While I’m all for promoting the use of Linux and software on Linux, unless you absolutely know what you’re doing, there are certain things you should not install. Entirely too often, I see people on LinuxQuestions.org asking how to configure one of these or why they will not work. So, in no particular order, 3 Things you should NOT Install:

  1. RedHat 9. For that matter, you should not install any of the “classic” RedHats. They’re old and outdated. If you want commercially supported, look at RHEL. For free RedHat-like distributions, look at CentOS (Server) and Fedora Core (Workstation). If you run a RedHat 9 server that faces the internet, there is a good chance you will get rooted. It is NOT supported for security or otherwise.

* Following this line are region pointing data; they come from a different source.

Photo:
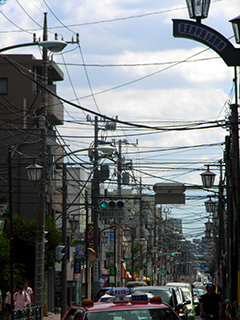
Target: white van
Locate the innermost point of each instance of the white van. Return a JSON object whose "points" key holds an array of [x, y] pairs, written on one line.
{"points": [[187, 289]]}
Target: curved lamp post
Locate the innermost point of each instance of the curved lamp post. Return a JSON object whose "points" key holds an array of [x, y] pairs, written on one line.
{"points": [[198, 9]]}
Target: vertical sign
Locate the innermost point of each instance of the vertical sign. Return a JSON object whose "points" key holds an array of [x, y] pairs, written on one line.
{"points": [[95, 272], [79, 292]]}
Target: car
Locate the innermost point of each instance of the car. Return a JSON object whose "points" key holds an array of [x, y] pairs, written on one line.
{"points": [[173, 296], [187, 289], [137, 308], [134, 284], [108, 298], [101, 292]]}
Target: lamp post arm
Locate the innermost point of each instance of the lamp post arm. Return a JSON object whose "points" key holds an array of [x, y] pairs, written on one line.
{"points": [[16, 46], [209, 37]]}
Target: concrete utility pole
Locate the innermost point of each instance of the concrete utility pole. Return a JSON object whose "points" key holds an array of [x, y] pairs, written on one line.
{"points": [[64, 242], [119, 180], [40, 245], [95, 201], [141, 227]]}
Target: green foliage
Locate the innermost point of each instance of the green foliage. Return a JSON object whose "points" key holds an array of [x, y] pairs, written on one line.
{"points": [[24, 244], [53, 237]]}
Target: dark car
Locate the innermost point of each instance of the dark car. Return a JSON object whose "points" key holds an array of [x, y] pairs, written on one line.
{"points": [[137, 307], [101, 292], [173, 296], [134, 284]]}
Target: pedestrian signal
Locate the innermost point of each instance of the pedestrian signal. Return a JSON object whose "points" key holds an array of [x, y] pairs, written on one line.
{"points": [[112, 205], [58, 253]]}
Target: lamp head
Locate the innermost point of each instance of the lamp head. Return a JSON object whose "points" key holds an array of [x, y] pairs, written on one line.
{"points": [[236, 28], [54, 45], [198, 9]]}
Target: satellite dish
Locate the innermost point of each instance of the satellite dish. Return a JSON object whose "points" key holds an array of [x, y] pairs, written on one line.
{"points": [[91, 254]]}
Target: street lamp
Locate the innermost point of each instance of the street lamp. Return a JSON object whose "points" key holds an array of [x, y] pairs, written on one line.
{"points": [[236, 28], [208, 178], [198, 9], [210, 205], [34, 172], [231, 56]]}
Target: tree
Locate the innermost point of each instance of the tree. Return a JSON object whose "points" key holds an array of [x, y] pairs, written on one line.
{"points": [[24, 246]]}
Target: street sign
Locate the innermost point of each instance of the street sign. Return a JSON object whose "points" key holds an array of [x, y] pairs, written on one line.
{"points": [[112, 214]]}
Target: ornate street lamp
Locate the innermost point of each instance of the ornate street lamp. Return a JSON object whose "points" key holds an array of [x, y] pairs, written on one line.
{"points": [[208, 178], [210, 205], [208, 231], [198, 9], [34, 172], [236, 28]]}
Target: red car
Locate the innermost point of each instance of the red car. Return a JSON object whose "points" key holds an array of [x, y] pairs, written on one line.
{"points": [[138, 308]]}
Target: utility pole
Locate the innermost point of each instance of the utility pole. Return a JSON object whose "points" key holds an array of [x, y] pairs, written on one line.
{"points": [[119, 180], [64, 242], [95, 200], [141, 228], [155, 243], [40, 245], [86, 241]]}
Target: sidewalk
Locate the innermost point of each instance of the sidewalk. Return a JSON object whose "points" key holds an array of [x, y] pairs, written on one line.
{"points": [[52, 316]]}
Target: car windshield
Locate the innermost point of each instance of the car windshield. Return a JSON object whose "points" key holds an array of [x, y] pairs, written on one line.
{"points": [[136, 314], [165, 295], [186, 294]]}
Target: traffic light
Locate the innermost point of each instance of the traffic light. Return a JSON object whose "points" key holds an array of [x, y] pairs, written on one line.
{"points": [[45, 236], [58, 253], [112, 205]]}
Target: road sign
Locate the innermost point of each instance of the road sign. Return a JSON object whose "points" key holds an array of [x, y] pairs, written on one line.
{"points": [[112, 214]]}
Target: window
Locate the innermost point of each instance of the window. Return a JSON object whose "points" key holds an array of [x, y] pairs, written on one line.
{"points": [[3, 85]]}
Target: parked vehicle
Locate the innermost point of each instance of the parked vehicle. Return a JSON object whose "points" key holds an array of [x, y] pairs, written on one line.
{"points": [[134, 284], [173, 296], [187, 289], [101, 292], [137, 308]]}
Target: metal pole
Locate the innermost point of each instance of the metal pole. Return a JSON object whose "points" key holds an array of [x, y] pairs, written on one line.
{"points": [[119, 180], [64, 242], [40, 245], [10, 224], [141, 226], [86, 240], [132, 236], [115, 269], [95, 198]]}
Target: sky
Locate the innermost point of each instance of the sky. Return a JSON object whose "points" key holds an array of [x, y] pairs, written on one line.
{"points": [[129, 65]]}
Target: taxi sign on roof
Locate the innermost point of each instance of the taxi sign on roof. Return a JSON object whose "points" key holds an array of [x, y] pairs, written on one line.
{"points": [[120, 292], [139, 297]]}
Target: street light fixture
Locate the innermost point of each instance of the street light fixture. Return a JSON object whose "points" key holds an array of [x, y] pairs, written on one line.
{"points": [[198, 9], [236, 28], [208, 178], [34, 172], [210, 205]]}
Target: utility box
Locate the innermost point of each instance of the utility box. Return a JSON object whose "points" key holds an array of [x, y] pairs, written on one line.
{"points": [[169, 193]]}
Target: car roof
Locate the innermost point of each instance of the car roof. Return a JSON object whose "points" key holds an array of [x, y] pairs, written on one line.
{"points": [[163, 288], [179, 284], [99, 306]]}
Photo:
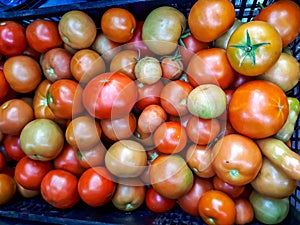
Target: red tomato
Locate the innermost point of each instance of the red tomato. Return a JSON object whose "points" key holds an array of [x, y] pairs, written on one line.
{"points": [[12, 38], [96, 186], [12, 147], [67, 160], [59, 189], [170, 137], [64, 98], [258, 109], [158, 203], [29, 173], [216, 207], [210, 66], [109, 95], [42, 35]]}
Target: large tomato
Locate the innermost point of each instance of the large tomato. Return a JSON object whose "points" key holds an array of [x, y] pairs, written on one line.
{"points": [[254, 47], [96, 186], [236, 159], [109, 95], [208, 19], [258, 109], [12, 38], [216, 207], [59, 189], [285, 17], [42, 35]]}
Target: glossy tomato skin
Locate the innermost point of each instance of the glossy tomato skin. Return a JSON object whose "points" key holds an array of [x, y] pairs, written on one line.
{"points": [[258, 109], [157, 203], [59, 189], [109, 95], [285, 17], [29, 173], [260, 42], [96, 186], [209, 19], [42, 35], [64, 98], [118, 24], [216, 207], [12, 38]]}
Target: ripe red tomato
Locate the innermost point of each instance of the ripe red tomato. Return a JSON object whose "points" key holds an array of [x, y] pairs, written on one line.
{"points": [[118, 24], [158, 203], [96, 186], [59, 189], [29, 172], [170, 137], [12, 38], [216, 207], [209, 19], [109, 95], [64, 98], [258, 109], [42, 35]]}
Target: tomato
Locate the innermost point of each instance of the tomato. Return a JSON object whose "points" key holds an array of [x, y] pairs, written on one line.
{"points": [[173, 97], [253, 48], [157, 203], [148, 94], [96, 186], [284, 16], [8, 188], [92, 157], [42, 139], [190, 201], [151, 118], [83, 132], [59, 189], [106, 47], [120, 153], [29, 173], [244, 211], [233, 191], [124, 62], [216, 207], [170, 137], [4, 87], [14, 115], [170, 176], [202, 131], [23, 73], [68, 161], [285, 72], [236, 159], [12, 147], [80, 36], [86, 64], [12, 38], [109, 95], [64, 98], [56, 64], [210, 66], [162, 29], [120, 128], [118, 24], [208, 19], [129, 195], [199, 159], [258, 109], [42, 35]]}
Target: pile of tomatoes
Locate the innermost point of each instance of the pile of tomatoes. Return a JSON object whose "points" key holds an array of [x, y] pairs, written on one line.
{"points": [[179, 109]]}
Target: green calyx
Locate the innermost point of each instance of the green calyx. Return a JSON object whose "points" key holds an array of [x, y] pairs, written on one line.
{"points": [[249, 49]]}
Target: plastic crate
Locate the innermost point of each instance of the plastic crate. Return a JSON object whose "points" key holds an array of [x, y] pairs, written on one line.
{"points": [[31, 211]]}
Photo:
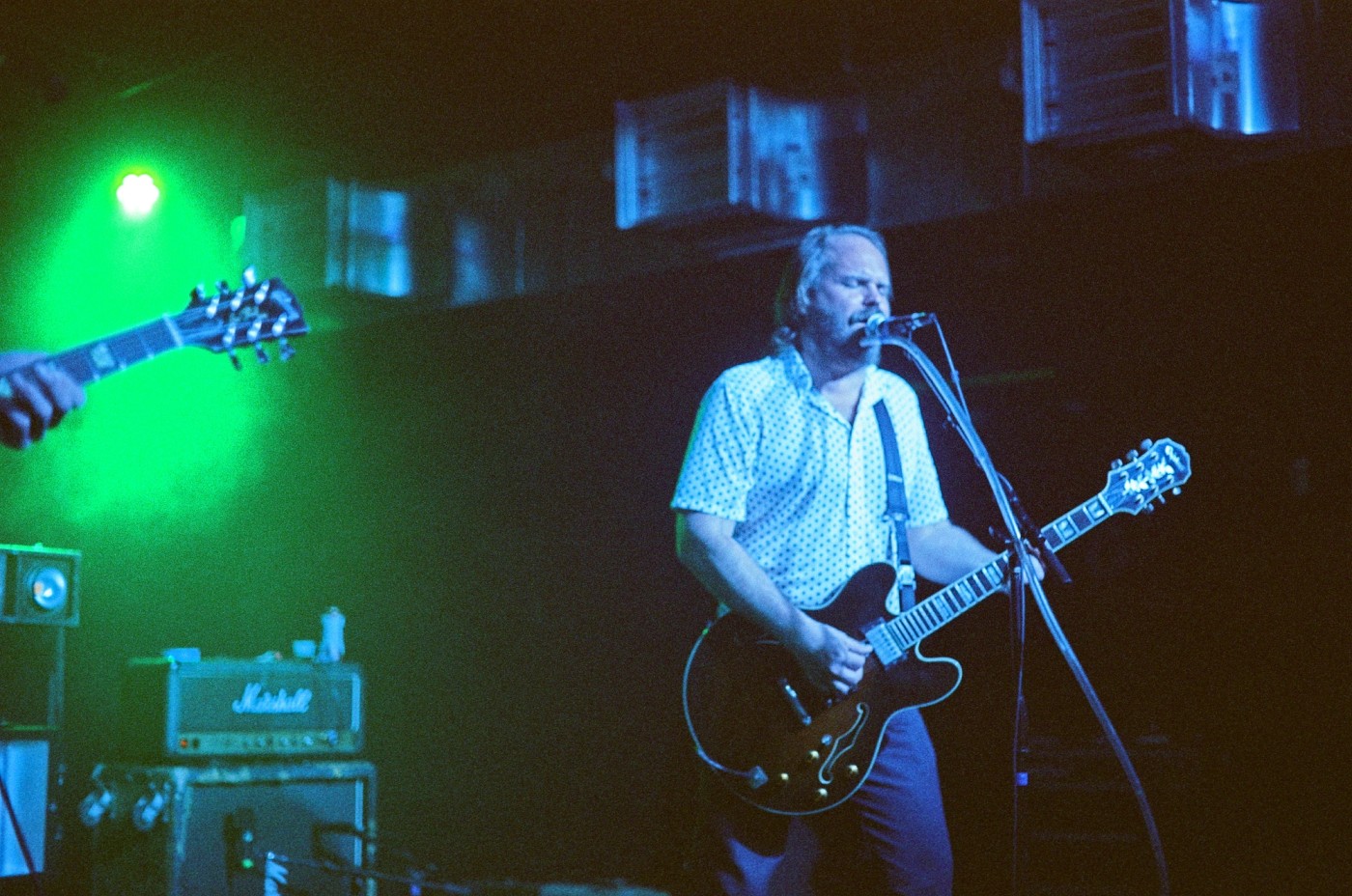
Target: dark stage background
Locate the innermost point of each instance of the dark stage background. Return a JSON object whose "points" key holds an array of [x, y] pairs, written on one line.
{"points": [[483, 490]]}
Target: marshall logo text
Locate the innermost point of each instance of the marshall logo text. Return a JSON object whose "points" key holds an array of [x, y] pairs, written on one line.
{"points": [[259, 702]]}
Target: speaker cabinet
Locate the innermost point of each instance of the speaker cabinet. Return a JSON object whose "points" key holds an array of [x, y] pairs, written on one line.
{"points": [[188, 830], [40, 585]]}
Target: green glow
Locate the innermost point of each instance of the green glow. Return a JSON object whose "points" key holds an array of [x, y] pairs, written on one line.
{"points": [[138, 195], [168, 435]]}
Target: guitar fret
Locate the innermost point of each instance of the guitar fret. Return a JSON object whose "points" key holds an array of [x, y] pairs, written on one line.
{"points": [[97, 360]]}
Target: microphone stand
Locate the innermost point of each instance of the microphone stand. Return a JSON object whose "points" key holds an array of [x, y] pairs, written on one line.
{"points": [[1014, 526], [1016, 523]]}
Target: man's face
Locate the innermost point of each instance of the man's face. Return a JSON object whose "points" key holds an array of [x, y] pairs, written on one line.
{"points": [[854, 286]]}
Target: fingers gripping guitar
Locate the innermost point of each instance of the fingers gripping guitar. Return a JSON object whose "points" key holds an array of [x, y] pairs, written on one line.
{"points": [[829, 658]]}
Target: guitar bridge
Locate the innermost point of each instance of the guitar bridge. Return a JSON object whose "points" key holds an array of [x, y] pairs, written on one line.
{"points": [[787, 689]]}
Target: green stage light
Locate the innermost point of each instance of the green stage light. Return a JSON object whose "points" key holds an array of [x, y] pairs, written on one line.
{"points": [[138, 195]]}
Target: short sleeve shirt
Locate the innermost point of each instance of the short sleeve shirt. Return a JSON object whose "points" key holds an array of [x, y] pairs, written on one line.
{"points": [[806, 490]]}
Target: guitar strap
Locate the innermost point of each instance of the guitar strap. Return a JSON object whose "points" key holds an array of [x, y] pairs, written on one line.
{"points": [[896, 511]]}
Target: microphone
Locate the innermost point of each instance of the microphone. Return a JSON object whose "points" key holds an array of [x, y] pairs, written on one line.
{"points": [[902, 326]]}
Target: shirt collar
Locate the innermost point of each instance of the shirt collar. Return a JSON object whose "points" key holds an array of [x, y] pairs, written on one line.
{"points": [[798, 374]]}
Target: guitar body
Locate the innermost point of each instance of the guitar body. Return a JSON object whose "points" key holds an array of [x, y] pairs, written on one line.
{"points": [[749, 706]]}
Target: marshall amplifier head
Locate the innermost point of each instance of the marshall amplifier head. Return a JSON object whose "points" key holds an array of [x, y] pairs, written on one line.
{"points": [[239, 707]]}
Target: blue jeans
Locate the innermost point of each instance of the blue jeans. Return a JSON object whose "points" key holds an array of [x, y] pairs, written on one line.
{"points": [[888, 838]]}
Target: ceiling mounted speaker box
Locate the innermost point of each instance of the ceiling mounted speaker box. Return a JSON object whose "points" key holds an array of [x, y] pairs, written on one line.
{"points": [[40, 585]]}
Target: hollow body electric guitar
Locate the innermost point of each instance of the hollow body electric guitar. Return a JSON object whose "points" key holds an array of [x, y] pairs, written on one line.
{"points": [[225, 322], [788, 747]]}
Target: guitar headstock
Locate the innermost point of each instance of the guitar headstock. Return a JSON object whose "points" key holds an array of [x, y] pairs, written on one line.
{"points": [[1144, 476], [250, 315]]}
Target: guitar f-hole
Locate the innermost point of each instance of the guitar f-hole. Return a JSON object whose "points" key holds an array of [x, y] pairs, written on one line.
{"points": [[787, 689]]}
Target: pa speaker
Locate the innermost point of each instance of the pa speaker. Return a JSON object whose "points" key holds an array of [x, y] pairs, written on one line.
{"points": [[40, 585], [207, 830]]}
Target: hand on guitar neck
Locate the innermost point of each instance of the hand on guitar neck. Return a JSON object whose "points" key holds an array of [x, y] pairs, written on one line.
{"points": [[37, 391], [34, 398]]}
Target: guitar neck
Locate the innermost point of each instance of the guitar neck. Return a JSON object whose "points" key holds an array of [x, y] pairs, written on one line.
{"points": [[97, 360], [944, 605]]}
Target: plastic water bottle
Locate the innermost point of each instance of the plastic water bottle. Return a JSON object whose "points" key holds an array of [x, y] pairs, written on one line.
{"points": [[330, 645]]}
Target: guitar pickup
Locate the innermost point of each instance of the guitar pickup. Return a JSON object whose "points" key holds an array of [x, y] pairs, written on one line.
{"points": [[787, 689]]}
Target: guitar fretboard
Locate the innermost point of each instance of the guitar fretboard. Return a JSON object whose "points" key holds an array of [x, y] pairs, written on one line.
{"points": [[892, 638], [97, 360]]}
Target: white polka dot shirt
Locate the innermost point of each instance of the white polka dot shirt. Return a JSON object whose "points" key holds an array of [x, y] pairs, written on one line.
{"points": [[806, 490]]}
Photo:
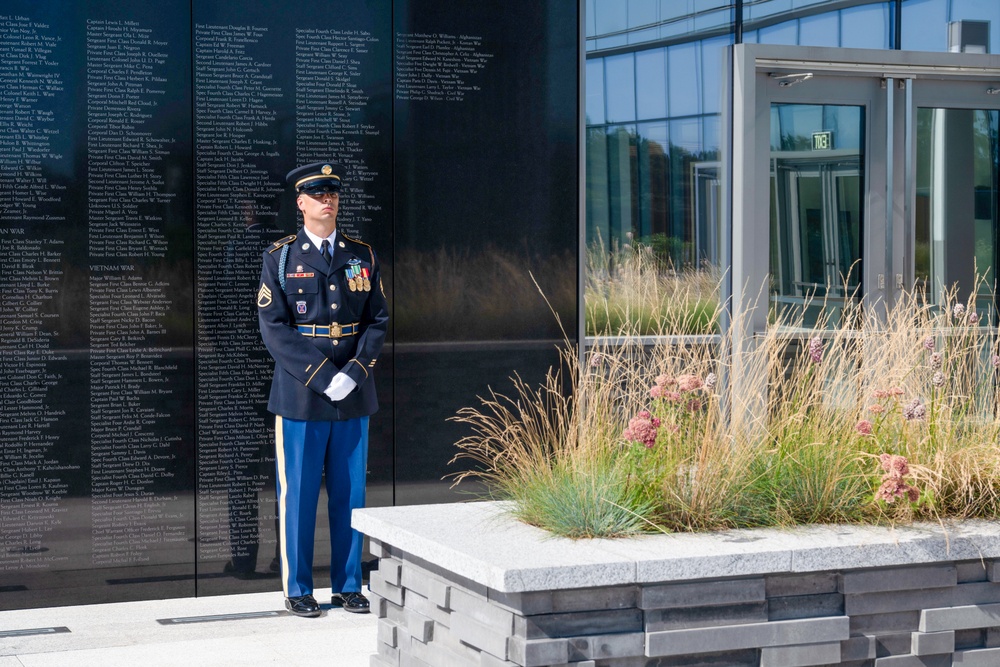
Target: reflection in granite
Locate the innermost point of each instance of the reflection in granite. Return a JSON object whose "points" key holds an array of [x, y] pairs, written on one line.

  2. Telnetd. [Edit: several people have pointed out that I did not make it clear if I meant the server or the client.  The telnet client is quite useful, it is the server that introduces many security concerns.] Telnet is unencrypted and unsecure. Would you send your credit card number over an unencrypted link? Then why send your passwords? SSH can do everything Telnet can, and more. SSH can do file transfers, encrypt other connections, compress your data stream, and allow you to connect without typing a password. Oh, and there are SSH clients for just about every system on earth, so no worries about incompatibilities.
  3. rsh, rlogin, etc. The authentication mechanisms in rsh and rlogin can easily be defeated. Oh, and they use plaintext too, so everything that applies to Telnet applies here as well.

I can think of several more items, but these are the biggest for security. And while you’re configuring the SSH server, don’t forget to turn root logins off with “PermitRootLogin no”.